Mademoiselle Foucaud,
empleada como operaria de una imprenta en París en 1830, no le gustó
nada comprobar que por el mismo trabajo por el que ella recibía 2,5 francos al
día, los hombres cobraban 4. Ante la negativa de su patrón a dejarle trabajar
en el taller masculino, decidió despedirse. Se cortó el pelo, se vistió como un
hombre, regresó a los pocos días y consiguió ser contratada como tal por el
mismo empleador. La anécdota, publicada por el boletín Le Vieux
Papier y rescatada por la historiadora Christine Bard en los
archivos de la Prefectura de París, ilustra una de las principales razones
–aunque no la única– por las que algunas parisinas, entre finales del siglo XIX
y principios del siglo XX, decidían cambiar los hábitos femeninos por los
masculinos.
El problema de Mademoiselle Foucaud y de todas las mujeres
que, como ella, pretendían vestirse como un hombre es que eso estaba
terminantemente prohibido por una ordenanza contra el “travestismo de las
mujeres” dictada por el prefecto de Policía del departamento del Sena, M.
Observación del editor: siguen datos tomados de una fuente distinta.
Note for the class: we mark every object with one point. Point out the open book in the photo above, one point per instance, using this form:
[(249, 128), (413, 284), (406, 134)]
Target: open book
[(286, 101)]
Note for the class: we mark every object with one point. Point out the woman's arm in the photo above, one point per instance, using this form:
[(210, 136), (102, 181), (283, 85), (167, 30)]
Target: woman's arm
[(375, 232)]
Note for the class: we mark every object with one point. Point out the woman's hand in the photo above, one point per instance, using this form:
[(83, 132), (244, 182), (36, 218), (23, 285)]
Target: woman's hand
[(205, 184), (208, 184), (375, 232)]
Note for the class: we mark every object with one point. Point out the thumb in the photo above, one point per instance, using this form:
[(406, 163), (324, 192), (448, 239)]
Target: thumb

Dubois, el 16 brumario del Año IX de la Revolución, esto es, el 7 de noviembre
de 1800. El futuro emperador Napoleón I, más conocido en la época simplemente
como Bonaparte, llevaba un año en el poder como primer cónsul.
La controvertida ordenanza, que impedía a las parisinas
vestir pantalones, nunca ha sido explícitamente anulada. Ahora, una respuesta
oficial del Ministerio de los Derechos de las Mujeres enviada al Senado el
pasado 31 de enero establece que la norma, en tanto que vulnera el principio de
igualdad de derechos entre hombres y mujeres consagrado en la Constitución,
debe considerarse “implícitamente abrogada” y carece de todo efecto jurídico.
La ordenanza del prefecto Dubois obligaba a las mujeres que
pretendieran vestirse como un hombre a pedir una autorizacion gubernativa, bajo
amenaza de arresto. En principio, sólo motivos de salud –no especificados–
podían dar lugar a obtener el permiso. Posteriormente, en 1892 y 1909 se
extendió la autorización del uso del pantalón en aquellos casos en que “la
mujer sujeta con la mano un manillar de bicicleta o las riendas de un caballo”.
No se sabe cuántas solicitudes se presentaron. La más antigua que Christine
Bard ha podido encontrar data del año 1806 y lleva el número 167. En cambio,
seis décadas después, en 1862, la autorización concedida a Adèle Sidonie Loüis,
artista y música de 36 años, lleva sólo el número 74...
Numerosas han sido las iniciativas para pedir la anulación
de la ordenanza napoleónica. Ya lo hicieron en 1886 un grupo de feministas y en
1969 un concejal de París. Más recientemente, en 2004, dos diputados del
Partido Socialista (PS) y de la Unión por un Movimiento Popular (UMP) pidieron
lo mismo. Como en el 2010 el Partido Radical de Izquierda y el Consejo
Municipal de la capital. En el 2012, en vísperas de la elección presidencial,
el tema volvió a ser puesto sobre la mesa por la asociación feminista Ni putas
ni sumisas... Todo ello sin ningún efecto. Para el Gobierno, que la da por
letra muerta, es ya sólo una “pieza de archivo”. Que ahí sigue, sin
embargo.
La falda como símbolo
Para las francesas del siglo XXI, el pantalón es una prenda
banal. Y los debates sobre la vigencia o abrogación de la ordenanza napoleónica
que los prohibía a las mujeres tan sólo una curiosidad. Hace décadas que las
mujeres francesas adquirieron –se tomaron– el derecho a vestirse libremente y a
utilizar ropa antaño reservada a los hombres. En el año 2013, curiosamente, no
es el pantalón lo que suscita problemas, sino la falda. Las chicas jóvenes que
viven en los barrios de inmigración de las banlieues –donde cohabitan los prejuicios machistas más rancios con el oscurantismo
religioso de nuevo cuño– son insultadas, acosadas o agredidas si osan adoptar
una vestimenta demasiado femenina. Hoy, las feministas reivindican la falda
como una prenda de resistencia frente a la necedad y la reacción.